Da Glasgow, Scozia, le
Honeyblood, al secolo conosciute anche come Stina Marie Claire Tweeddale (voce
e chitarra) and Cat Myers (voce e batteria), si inseriscono nell’onda lunga di
quei gruppi composti da solo due elementi e il cui intento è restituire al rock
una dimensione primigenia, grezza, essenziale (vedi White Stripes, Black Keys,
Royal Blood, Bonneviles). Sta di fatto, però, che non basta alzare i volumi
dell’amplificatore e fare un uso abbondante di distorsori per risultare rumorose
e cattive: servono idee, attributi, conoscenza (e rispetto) della materia a cui
ci si ispira e (in questo caso, soprattutto) un’inclinazione punk all’assalto
frontale.

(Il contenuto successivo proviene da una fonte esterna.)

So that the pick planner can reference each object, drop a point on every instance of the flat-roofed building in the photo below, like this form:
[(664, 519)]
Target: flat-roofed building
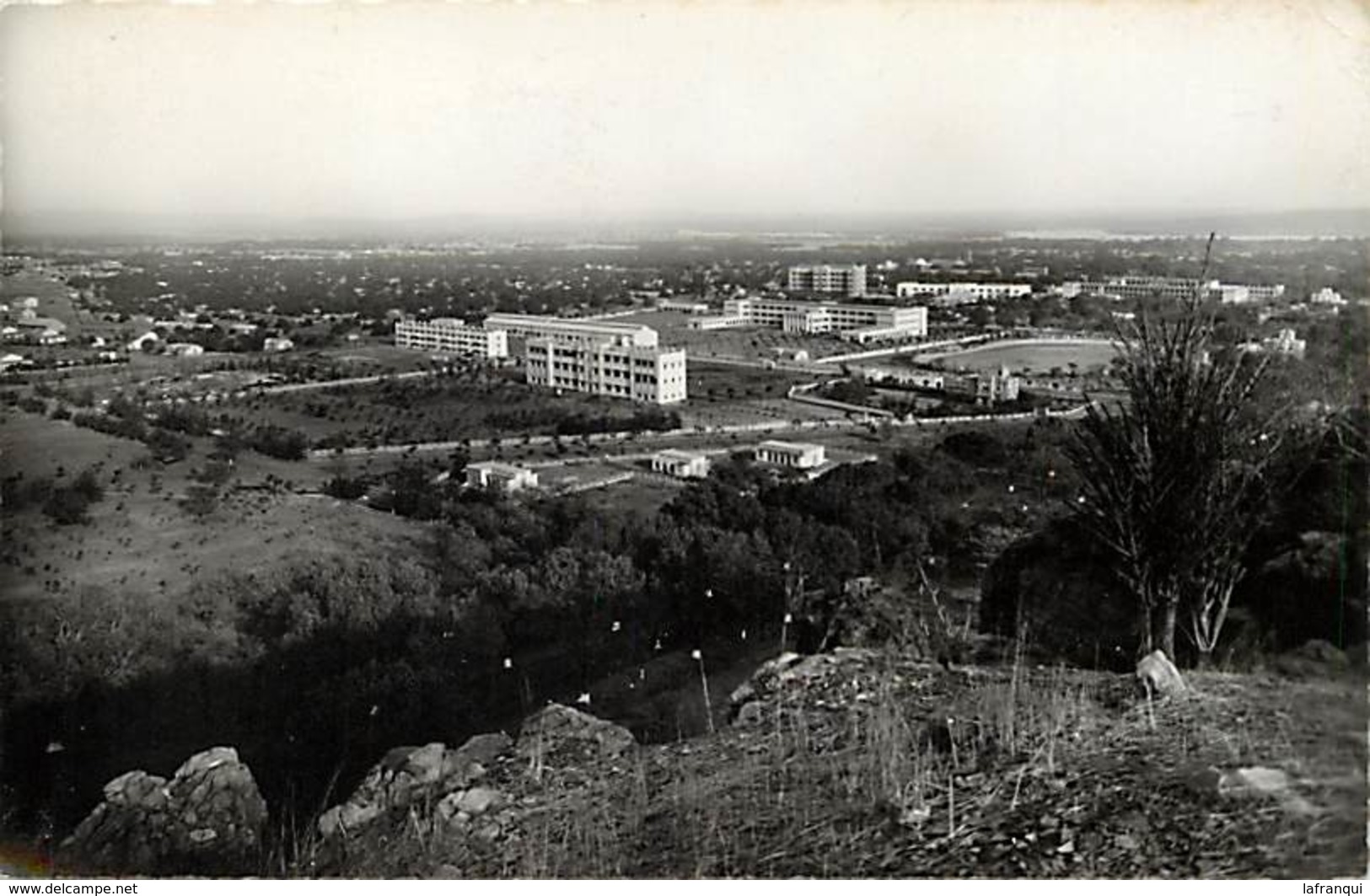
[(688, 306), (863, 322), (449, 335), (791, 453), (683, 464), (572, 330), (1133, 287), (848, 280), (1328, 296), (964, 293), (642, 373), (503, 477)]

Tutte cose che mancano alle Honeyblood, che vorrebbero tanto ispirarsi
a numi tutelari come Babes In Toyland o PJ Harvey versione riot grrrl, ma
finiscono per suonare, con le dovute differenze, come delle Hole in calo di
zuccheri. Insomma, se la forma di queste canzoni è quella grintosa di riff
chitarristici che vorrebbero spaccare il mondo, l’anima che le pervade è però decisamente
pop. Fatta questa premessa a scanso di equivoci, bisogna anche precisare che il
disco, nel suo sviluppo monocorde, tiene bene, anche dopo ripetuti ascolti,
grazie a melodie prevedibili ma accattivanti, a un certo gusto nostalgico per
un suono molto anni ’90 e all’interplay fra due voci che aderiscono con
mestiere al mood dell’album. Nessuna novità, dunque, rispetto all’esordio del
2014, che forse avrebbe fatto sperare ben altri sviluppi. Le Honeyblood,
infatti, non si spostano di tanto da una formula che resta pressoché immutata e
che ha tutte le carte in regola per raccogliere consensi anche fra il grande
pubblico. Se è vero, dunque, che le canzoni in scaletta appaiono immediatamente
innocue alle orecchie di un ascoltatore abituato a un rock più sostanzioso e
meno di maniera, è per converso altrettanto vero che, nella loro ingenua
semplicità, brani come la title track o Ready For The Magic, ad esempio,
finiscono per risultare divertenti grazie a ritornelli di facilissima presa
buoni per numerosi passaggi radiofonici. Se la splendida Walking At Midnight e
il riff urticante di Justine, Misery Queen fanno intravvedere un talento fino a
ora inespresso e creano i presupposti per un futuro più interessante, il resto
dell’album però, a prescindere dagli aspetti positivi evidenziati, manca della
giusta cattiveria e finisce per suonare rock solo ai padiglioni auricolari addomesticati
di un fan di Madonna. In buona sostanza, un'altra occasione persa.